Because they act on the behalf of retirement plan participants, fiduciaries are subject to certain standards of conduct and have a duty to act prudently. The Department of Labor (DOL) notes that these responsibilities include the following. Plan fiduciaries must:

  • Act solely in the interest of plan participants and their beneficiaries and disclose any conflict of interest
  • Carry out duties prudently, which means properly investigating and selecting investment options for plan participants
  • Follow the terms of the plan documents, update when necessary, and ensure the plan document is current
  • Diversify plan investments to reduce risk
  • Pay only reasonable plan expenses

In addition, plan fiduciaries must ensure that a fidelity bond is in force in accordance with ERISA, monitor for any prohibited transactions, and respond to all inquiries from a participant or beneficiary. Any communications that are misleading or omit key information can be considered a violation and breach of duty.

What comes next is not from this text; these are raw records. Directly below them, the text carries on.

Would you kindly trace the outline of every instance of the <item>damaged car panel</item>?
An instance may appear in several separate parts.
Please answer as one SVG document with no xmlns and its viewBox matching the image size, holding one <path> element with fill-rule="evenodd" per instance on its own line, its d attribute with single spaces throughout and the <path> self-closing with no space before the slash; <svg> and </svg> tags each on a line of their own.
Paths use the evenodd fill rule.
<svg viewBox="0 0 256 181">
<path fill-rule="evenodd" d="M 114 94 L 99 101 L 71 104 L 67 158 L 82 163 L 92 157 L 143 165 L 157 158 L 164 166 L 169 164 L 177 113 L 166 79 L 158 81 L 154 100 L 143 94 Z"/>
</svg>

Recent class action lawsuits underscore the need for plan fiduciaries to conduct periodic due diligence and document steps taken to improve investments and retirement plan fees. In 2021, class action filings challenging 401(k) and 403(b) plan fees and investments resulted in record settlements totaling billions of dollars. Under DOL regulations, there must be at least three different investment options so that employees can diversify their portfolio. Plan fiduciaries must also provide information about each investment option so that participants can make informed decisions. Participants must also be allowed the opportunity to change their allocations at least once per quarter.

Employers have the option to hire a service provider to handle fiduciary functions. Selecting the service provider is in and of itself a fiduciary function, and employers are responsible for monitoring the service providers’ performance.

This material is provided for informational purposes only, and is not intended as authoritative guidance, legal advice, or assurance of compliance with state and federal regulations.